The strangest thing about being at the Black Sheep on Monday, Oct. 19, was how I kept thinking I saw Chris Forsythe just out of the corner of my eye.
It would be easy for the eye to play tricks in the crowd that assembled to celebrate Chris' life that night; while people came and went, the Black Sheep's interior consistently held about 500, with an additional 150 out in the parking lot. The food donated by Oscar's and Noodles & Company was devoured in short order, and all proceeds from the beer (generously donated, along with staffing of the bar, by Union Station/Peak 31) resulted in over $4,600 being raised for the Forsythe family that night. That complements the more than $13,000 raised via the Chris Forsythe Memorial Fund as of last Friday afternoon. (You can still donate at gofundme.com/5f6e3qxw.)
The size and diversity of the crowd provided a testament to the musician and soundman's wide influence in the Colorado Springs music community, as well as to the deep affection and respect he inspired. The photo slideshow curated by Raymond Bailey, which showed candid shots of Chris that spanned from childhood to his time fronting bands such as Malakai, Tree of Woe, Brass Monkey, Gripped, Godless Promise Mechanism, Erased, Evil Genius, and Seven Year Coma — just to name a few — inspired repeated cheers and enthusiastic devil horns. When the backing music failed to play properly, one of the more bittersweet jokes of the evening was born: "Hey, where's the sound guy?"

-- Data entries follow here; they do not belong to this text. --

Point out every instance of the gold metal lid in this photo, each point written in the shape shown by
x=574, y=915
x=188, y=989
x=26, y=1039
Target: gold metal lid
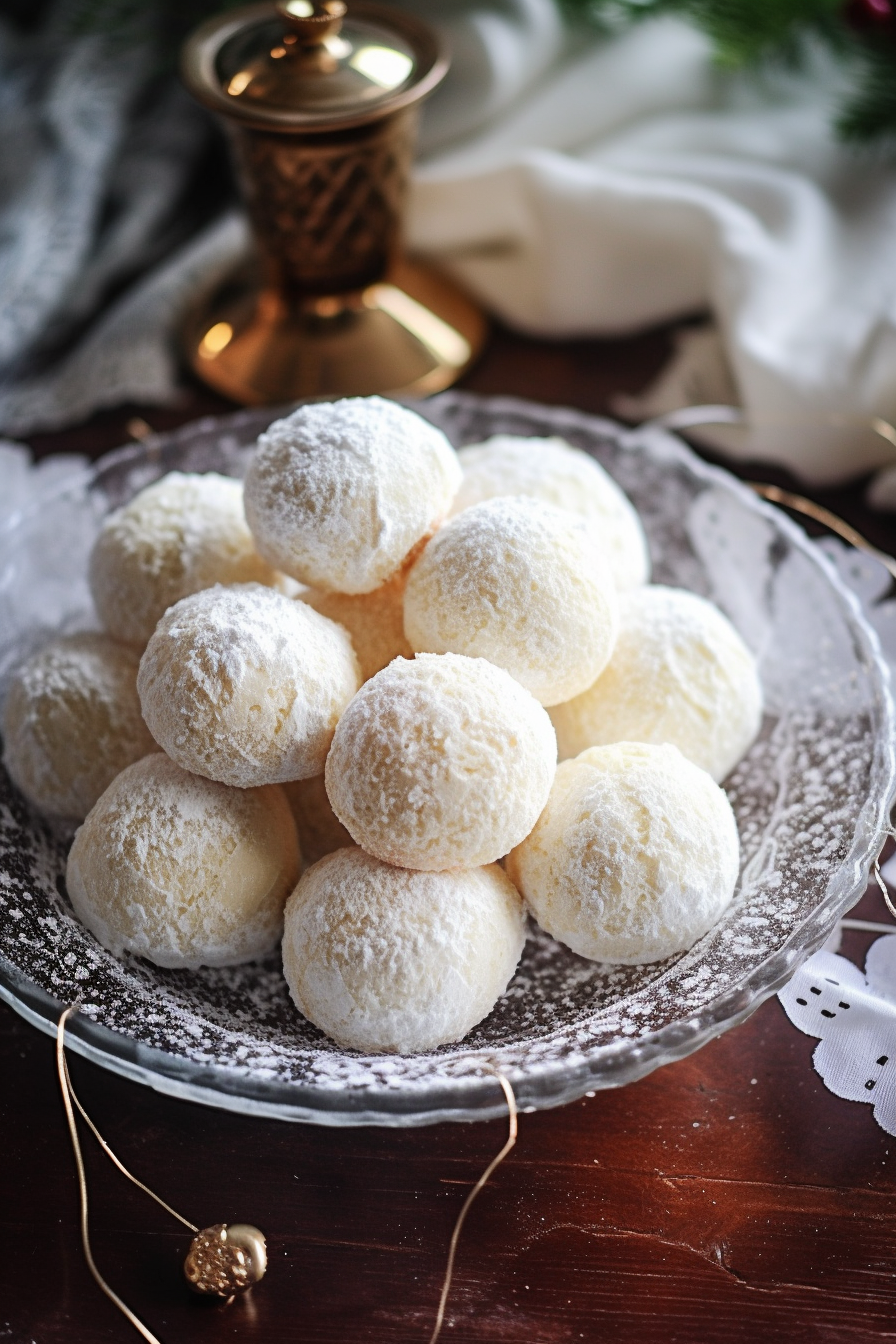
x=312, y=65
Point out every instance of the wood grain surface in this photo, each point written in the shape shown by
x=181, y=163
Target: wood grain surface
x=726, y=1198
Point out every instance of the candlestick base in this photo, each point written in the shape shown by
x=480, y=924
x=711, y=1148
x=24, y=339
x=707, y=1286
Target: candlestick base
x=411, y=333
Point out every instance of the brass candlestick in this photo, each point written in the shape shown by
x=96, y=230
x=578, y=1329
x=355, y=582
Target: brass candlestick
x=321, y=108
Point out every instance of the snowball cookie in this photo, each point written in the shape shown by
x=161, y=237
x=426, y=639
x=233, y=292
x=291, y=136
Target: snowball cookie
x=340, y=492
x=374, y=620
x=521, y=583
x=71, y=722
x=634, y=858
x=680, y=674
x=441, y=762
x=182, y=870
x=175, y=538
x=387, y=960
x=552, y=471
x=245, y=686
x=319, y=828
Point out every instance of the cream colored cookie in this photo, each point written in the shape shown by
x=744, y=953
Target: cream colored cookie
x=634, y=858
x=246, y=686
x=679, y=674
x=182, y=870
x=552, y=471
x=387, y=960
x=71, y=721
x=441, y=762
x=339, y=493
x=319, y=828
x=374, y=620
x=175, y=538
x=523, y=585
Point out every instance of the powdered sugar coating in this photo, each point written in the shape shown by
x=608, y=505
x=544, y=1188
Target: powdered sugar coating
x=388, y=960
x=634, y=858
x=441, y=762
x=374, y=620
x=679, y=674
x=182, y=870
x=339, y=493
x=177, y=536
x=71, y=721
x=552, y=471
x=521, y=583
x=246, y=686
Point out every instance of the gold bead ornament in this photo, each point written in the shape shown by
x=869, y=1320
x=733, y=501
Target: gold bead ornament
x=226, y=1260
x=223, y=1260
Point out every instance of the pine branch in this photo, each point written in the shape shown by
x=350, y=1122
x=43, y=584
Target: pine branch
x=871, y=110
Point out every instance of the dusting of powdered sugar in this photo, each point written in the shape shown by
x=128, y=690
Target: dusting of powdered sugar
x=521, y=583
x=552, y=471
x=810, y=800
x=634, y=858
x=679, y=674
x=246, y=686
x=339, y=493
x=441, y=762
x=71, y=722
x=392, y=960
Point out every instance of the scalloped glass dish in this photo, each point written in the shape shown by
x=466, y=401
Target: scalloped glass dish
x=812, y=799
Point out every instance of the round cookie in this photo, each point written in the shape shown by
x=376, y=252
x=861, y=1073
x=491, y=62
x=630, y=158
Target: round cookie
x=71, y=721
x=634, y=858
x=679, y=674
x=177, y=536
x=319, y=828
x=521, y=583
x=182, y=870
x=441, y=762
x=339, y=493
x=246, y=686
x=552, y=471
x=387, y=960
x=374, y=620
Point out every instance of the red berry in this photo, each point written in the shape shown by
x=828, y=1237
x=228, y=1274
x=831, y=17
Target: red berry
x=869, y=15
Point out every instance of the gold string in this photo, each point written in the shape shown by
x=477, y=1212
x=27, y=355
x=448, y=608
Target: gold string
x=881, y=883
x=67, y=1097
x=117, y=1161
x=465, y=1208
x=799, y=504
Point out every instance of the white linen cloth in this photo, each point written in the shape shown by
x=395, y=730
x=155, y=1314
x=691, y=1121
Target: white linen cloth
x=580, y=186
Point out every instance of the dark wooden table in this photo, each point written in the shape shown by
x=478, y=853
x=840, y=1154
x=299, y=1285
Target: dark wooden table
x=727, y=1198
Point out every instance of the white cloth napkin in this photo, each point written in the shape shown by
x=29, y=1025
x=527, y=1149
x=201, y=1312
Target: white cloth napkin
x=595, y=187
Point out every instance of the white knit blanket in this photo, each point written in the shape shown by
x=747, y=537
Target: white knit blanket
x=576, y=186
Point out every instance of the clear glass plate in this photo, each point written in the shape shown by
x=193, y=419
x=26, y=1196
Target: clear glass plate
x=812, y=799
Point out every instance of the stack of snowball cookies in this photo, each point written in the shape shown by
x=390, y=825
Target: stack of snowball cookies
x=367, y=660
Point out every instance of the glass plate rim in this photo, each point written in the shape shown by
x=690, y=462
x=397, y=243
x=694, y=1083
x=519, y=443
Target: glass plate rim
x=607, y=1066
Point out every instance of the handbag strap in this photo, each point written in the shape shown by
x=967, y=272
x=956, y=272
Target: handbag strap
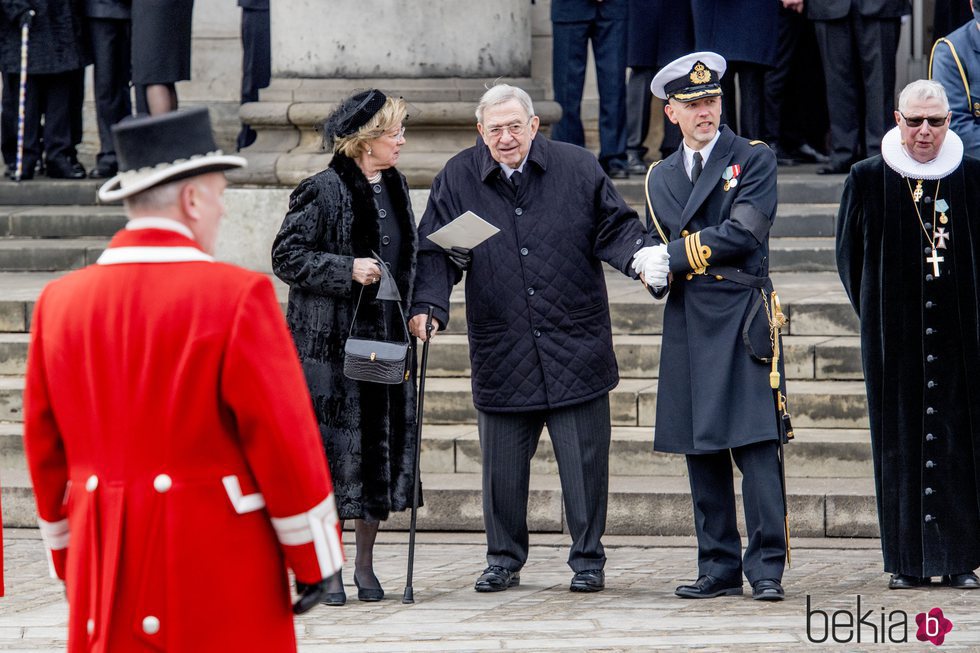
x=387, y=291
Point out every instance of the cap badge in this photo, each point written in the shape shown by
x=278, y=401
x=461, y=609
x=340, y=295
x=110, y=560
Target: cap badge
x=700, y=74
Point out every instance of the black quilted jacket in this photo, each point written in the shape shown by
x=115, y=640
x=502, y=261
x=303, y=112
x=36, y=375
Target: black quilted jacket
x=537, y=313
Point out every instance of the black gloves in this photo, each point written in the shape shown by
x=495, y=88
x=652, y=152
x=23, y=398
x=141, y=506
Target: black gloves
x=460, y=257
x=309, y=595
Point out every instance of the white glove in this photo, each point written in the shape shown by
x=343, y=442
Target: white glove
x=656, y=252
x=655, y=272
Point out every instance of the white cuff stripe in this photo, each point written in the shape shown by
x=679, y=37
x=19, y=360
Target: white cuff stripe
x=54, y=534
x=242, y=503
x=319, y=526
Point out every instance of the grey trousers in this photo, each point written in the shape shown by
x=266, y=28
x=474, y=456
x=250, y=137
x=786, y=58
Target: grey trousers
x=580, y=435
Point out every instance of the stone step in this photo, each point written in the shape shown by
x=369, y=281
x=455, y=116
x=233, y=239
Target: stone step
x=805, y=357
x=814, y=302
x=49, y=254
x=792, y=188
x=48, y=192
x=659, y=505
x=60, y=221
x=455, y=449
x=813, y=404
x=804, y=221
x=802, y=255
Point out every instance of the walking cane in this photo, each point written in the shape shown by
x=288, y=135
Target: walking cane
x=22, y=99
x=409, y=595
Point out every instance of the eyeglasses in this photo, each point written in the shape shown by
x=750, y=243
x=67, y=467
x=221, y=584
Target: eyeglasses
x=396, y=134
x=934, y=121
x=515, y=129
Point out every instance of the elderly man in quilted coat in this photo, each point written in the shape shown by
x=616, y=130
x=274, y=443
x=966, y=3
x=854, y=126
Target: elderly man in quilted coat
x=538, y=321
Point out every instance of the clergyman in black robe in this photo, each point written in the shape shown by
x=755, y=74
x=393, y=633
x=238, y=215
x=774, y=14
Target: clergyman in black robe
x=907, y=251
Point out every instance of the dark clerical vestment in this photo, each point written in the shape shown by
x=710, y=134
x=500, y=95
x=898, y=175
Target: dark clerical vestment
x=908, y=252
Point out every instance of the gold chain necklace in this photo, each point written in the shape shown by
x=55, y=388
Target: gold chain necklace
x=933, y=257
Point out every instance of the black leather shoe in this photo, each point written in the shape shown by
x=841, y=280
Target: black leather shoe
x=708, y=587
x=635, y=164
x=335, y=598
x=103, y=171
x=26, y=173
x=368, y=594
x=768, y=589
x=906, y=582
x=590, y=580
x=64, y=169
x=835, y=169
x=965, y=581
x=496, y=579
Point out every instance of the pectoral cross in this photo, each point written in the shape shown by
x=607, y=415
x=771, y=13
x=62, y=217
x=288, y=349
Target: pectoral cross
x=935, y=259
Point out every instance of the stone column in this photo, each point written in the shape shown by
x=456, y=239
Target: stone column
x=439, y=55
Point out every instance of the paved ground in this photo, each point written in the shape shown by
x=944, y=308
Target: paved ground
x=637, y=612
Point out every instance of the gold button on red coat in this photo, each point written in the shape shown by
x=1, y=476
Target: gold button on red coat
x=162, y=483
x=151, y=625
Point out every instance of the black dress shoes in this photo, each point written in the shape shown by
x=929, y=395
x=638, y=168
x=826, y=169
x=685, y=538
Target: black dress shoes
x=64, y=168
x=103, y=170
x=368, y=594
x=708, y=587
x=590, y=580
x=906, y=582
x=496, y=579
x=965, y=581
x=768, y=589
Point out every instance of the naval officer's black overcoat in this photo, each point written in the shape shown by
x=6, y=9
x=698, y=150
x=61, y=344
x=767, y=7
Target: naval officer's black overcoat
x=714, y=392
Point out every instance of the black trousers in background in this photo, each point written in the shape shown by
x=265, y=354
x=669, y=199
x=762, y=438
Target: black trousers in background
x=752, y=97
x=859, y=63
x=638, y=98
x=580, y=436
x=256, y=62
x=51, y=96
x=111, y=54
x=713, y=492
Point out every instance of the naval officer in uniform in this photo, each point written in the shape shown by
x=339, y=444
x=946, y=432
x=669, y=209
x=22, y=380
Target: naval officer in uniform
x=713, y=202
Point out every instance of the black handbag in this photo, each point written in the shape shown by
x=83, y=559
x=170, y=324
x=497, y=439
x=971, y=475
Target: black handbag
x=378, y=361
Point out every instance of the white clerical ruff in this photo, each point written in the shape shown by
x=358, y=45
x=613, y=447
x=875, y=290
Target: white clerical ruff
x=949, y=158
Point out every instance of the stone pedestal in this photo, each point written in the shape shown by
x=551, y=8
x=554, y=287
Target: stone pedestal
x=436, y=58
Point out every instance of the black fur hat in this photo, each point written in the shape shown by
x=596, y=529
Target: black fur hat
x=352, y=114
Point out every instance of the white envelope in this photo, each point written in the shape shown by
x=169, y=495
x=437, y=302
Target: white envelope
x=467, y=231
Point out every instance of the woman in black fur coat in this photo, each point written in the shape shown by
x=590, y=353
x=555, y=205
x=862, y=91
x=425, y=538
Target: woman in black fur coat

Black Sheep general manager Jeremy Grobsmith was delighted by the turnout.
"There are so many incredible memories that I have with Chris," he says. "I've spent the last 13 years of my life working with him at 32 Bleu and the Sheep. There isn't a thing he wouldn't do for his friends and family, and I like to think the staff at Sheep was a part of that family.
"My favorite time spent with Chris was laughing. Stupid videos on the Internet, joking about life and music, hanging out at events, having band practice, listening to records. We had a New Year's Eve party in 2007, and Chris and I watched videos from my first band playing [now-defunct venue] Pure Energy, where he ran sound and mixed my shows when I was a teenager. I remember as we watched, he said, 'Damn, Jerm, we're lifers. You've been down since back in the day.' It gave me such a sense of pride that he accepted me into a music community that he had helped build."
As the hundreds poured in to celebrate Forsythe's 42 years, the evening was filled with reunions of old friends and familiar faces, swapping memories and stories and showing off new "Sizzle" tattoos while fireworks were released in the parking lot.
"We used to refer to his entire family as the Forsizzles," says Grobsmith, explaining the origin of Chris' nickname. "It then morphed into the Sizzles, with Chris being 'Big Sizz.' Last year, when we had the first Suicide Girls show, one of the dancers came up to the stage where Chris and I were sitting, and said, 'I'm looking for The Sizzler, do you know where he is?' Both of us died laughing, and so the last year I had called him 'The Sizzler.'"
Among other anecdotes overheard among friends and acquaintances:
• "We met in 1993, at the old downtown location of Pure Energy. At the time, he was living under the bar, and he'd emerge at night, sling beers, and come hassle everyone."
• "Chris always gave me tapes of any new band he'd think I'd like."
• "When my band first played here, the sound was . . . OK. And that was great, because we sucked."
• "I remember once I was absentmindedly drawing a doodle at a party, and Chris asked if he could keep it. Two years later, he brought it up and said he still had it up on his fridge."
I don't mean to imply anything supernatural, or even to suggest there's a greater truth to be inferred by the many times I thought I saw Chris or expected to hear that familiar, raspy voice at the Black Sheep that night. It simply speaks to how strange his absence still feels. Grobsmith perhaps puts it best:
"There is hardly one musician in this town who hasn't had Chris at the helm of their show, watched him play in his numerous bands, hung out with him while watching a show, et cetera. When we'd be stuck at work while he was off playing at the Nickel or Zodiac, he'd always come in the next day and tell us that the show was 'legendary,' and that it 'went off.' I enjoy that he felt that way about nearly every show he played. Chris' impact on our music scene will be everlasting, and he will be sorely missed at every turn."